Vai a fare in culo, creatura, tu e l’Amore. Quanti anni hai? Diciassette? E rollatici le canne, con le tue poesie dattiloscritte, dammi retta, ti divertiresti assai di più.
La ProvarePerCredere Edizioni, a nemmeno quindici giorni dall’invio per posta delle tre copie richieste da bando, aveva preso in seria considerazione la mia proposta. Il pacco recapitato quel giorno dal postino, intestato a me, conteneva una brochure illustrativa sulle numerose attività e collane a cura della casa editrice, il libro di una poetessa ligure da loro scoperta (e le mie poesie, lo penso tuttora, erano infinitamente superiori alle sue, figuratevi quindi che razza di merda dovevano essere), una lettera e un contratto di edizione.
Il mio cuore esultava. Un contratto di edizione! Sarei entrato nell’Olimpo della poesia contemporanea! I miei versi, eternati su carta, sarebbero stati sviscerati parola per parola negli atenei, virgola dopo virgola. Che trip!
Mi girava la testa e… e non ci vedevo granché bene. L’emozione, il sangue pompato in circolo di gran carriera, mi stavano annebbiando la vista. Soprattutto giù, dove nei contratti ci sono le parole piccole. Ecco, lì proprio non mi riusciva di leggere, nossignori.
Vediamo intanto cosa dicono della mia opera, mi ero allora detto, passando di corsa alla lettera.

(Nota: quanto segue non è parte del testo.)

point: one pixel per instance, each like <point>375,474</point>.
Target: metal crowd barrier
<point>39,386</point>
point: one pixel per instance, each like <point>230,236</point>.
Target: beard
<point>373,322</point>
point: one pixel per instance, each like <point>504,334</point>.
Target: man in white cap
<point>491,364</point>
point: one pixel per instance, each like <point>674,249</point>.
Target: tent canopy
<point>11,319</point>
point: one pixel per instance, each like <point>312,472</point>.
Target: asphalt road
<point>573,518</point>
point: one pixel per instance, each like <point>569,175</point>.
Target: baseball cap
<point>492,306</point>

Avevo battezzato la raccolta “Cancro”, il mio segno zodiacale. Del titolo, tuttavia, la missiva non faceva menzione. Nella prima parte, in compenso, il direttore responsabile della ProvarePerCredere Edizioni si dichiarava nell’obbligo di rendermi nota una certa crisi nel mercato editoriale. Con agghiacciante naturalezza, passava a illustrarmi poi che un editore, privo degli appoggi economici di cui godono i grandi gruppi, non poteva permettersi di rischiare ingenti capitali su nuove firme, su gente che non poteva, in parole povere, garantirgli le vendite minime.
Ma non erano loro i Santi, non erano loro quelli determinati a pubblicare novantacinque, e dico novantacinque!, titoli di poesia?!

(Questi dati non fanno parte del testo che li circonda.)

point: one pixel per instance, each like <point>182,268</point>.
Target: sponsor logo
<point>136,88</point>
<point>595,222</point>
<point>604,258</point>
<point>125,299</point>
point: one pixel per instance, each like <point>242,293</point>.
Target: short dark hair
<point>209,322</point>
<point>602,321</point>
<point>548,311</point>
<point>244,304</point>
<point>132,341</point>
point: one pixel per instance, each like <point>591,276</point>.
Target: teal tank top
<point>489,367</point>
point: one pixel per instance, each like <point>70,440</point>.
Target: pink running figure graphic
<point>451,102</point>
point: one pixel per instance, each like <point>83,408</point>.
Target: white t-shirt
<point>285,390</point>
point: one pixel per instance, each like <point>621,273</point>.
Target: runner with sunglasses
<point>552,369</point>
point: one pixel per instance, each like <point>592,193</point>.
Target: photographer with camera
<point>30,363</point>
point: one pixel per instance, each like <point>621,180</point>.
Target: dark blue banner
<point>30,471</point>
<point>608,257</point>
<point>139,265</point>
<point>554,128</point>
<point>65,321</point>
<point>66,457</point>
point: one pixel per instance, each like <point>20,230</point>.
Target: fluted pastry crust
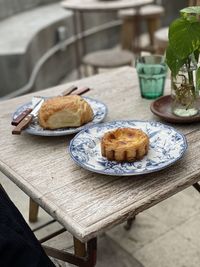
<point>125,144</point>
<point>64,111</point>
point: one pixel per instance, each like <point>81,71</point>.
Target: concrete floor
<point>166,235</point>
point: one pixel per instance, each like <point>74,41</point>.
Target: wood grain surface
<point>84,202</point>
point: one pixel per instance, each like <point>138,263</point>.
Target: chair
<point>161,40</point>
<point>131,19</point>
<point>107,59</point>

Sì, per essere loro erano loro. Soltanto i soldi dovevano essere i miei.
Per la precisione: un milione e mezzo di vecchie lire. Non esattamente una mancetta.
Fra l’altro, il pragmatico e mai in passato coperto direttore responsabile esordiva con un “Caro Gianluca” in grassetto. Mio padre riceveva a cadenza quindicinale buste contenenti lettere che attaccavano così. Le stesse che arrivavano al dirimpettaio.

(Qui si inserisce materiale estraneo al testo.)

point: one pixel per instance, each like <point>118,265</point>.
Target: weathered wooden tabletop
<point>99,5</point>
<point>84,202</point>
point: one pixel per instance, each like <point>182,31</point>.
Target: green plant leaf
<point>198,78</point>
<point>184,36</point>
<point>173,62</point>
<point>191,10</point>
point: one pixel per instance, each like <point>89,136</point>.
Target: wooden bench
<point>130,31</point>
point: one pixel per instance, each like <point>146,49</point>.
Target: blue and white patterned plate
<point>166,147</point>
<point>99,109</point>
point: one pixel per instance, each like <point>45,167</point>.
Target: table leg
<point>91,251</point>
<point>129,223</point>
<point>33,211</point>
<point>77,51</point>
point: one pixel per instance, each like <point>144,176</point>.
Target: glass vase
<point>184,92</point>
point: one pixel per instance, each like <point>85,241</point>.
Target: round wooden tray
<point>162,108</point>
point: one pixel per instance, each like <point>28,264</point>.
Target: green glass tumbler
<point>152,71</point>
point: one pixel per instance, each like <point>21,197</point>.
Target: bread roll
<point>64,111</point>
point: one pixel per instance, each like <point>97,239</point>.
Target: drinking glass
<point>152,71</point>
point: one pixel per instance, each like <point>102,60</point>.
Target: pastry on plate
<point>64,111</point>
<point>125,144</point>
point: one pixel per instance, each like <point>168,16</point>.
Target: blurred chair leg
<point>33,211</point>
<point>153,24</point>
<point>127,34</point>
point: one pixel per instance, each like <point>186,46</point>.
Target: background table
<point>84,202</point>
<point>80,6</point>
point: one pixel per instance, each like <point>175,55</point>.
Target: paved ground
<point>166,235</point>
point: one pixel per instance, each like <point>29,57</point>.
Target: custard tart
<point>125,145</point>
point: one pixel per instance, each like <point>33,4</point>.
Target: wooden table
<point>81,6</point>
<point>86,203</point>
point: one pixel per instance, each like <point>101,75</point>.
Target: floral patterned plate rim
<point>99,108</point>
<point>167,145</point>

Un bel giorno i due s’incrociano nell’androne condominiale appunto per prendere la posta prima di risalire in casa e si accorgono di avere in mano buste identiche. Per un istante si fronteggiano, quasi a volersi riconoscere in qualità di membri di una loggia massonica, poi l’altro scoppia a ridere e chiede a mio padre se, di quindici giorni in quindici giorni, vince anche lui un premio esclusivo, a patto che faccia subito un ordine. Ovviamente, la risposta è sì. Da lì a confrontare le lettere appena giunte è un attimo: uguali come le famigerate due gocce d’acqua. Tranne in un dettaglio. “Caro Fiorello”, mio padre, “Caro Ernesto”, il dirimpettaio.
Percepire il medesimo meccanismo comunicativo nei termini di una lettera che accompagna un contratto editoriale, nel quale si esige il versamento della somma di un milione e cinquecentomila lire a una casa editrice intenzionata a stampare e distribuire novantacinque, e dico novantacinque!, titoli di poesia, è una sensazione piuttosto inquietante.
Avrei alzato la voce, oh se l’avrei alzata!
Infilato il foglio nel rullo, e assunto un tono abbastanza sportivo, scrivevo al caro direttore responsabile della ProvarePerCredere Edizioni che non ero affatto disposto a pagare per ottenere una cosa che avevo già. Quelle poesie erano le mie poesie e non trovavo sensato foraggiare un editore che, di mestiere, avrebbe dovuto foraggiare me.
Un paio di settimane più tardi, altro pacco, stavolta più piccolo. Una busta, direi, delle dimensioni di quelle del dirimpettaio e di papà.
Era cambiata l’offerta, mi veniva chiesta solo la metà dei soldi.
Nonostante pensassi che contro rispondere sarebbe stato offensivo innanzitutto nei miei riguardi, avevo comunque inserito il foglio, posizionato i margini e controllato se il cursore dell’inchiostro fosse sul nero.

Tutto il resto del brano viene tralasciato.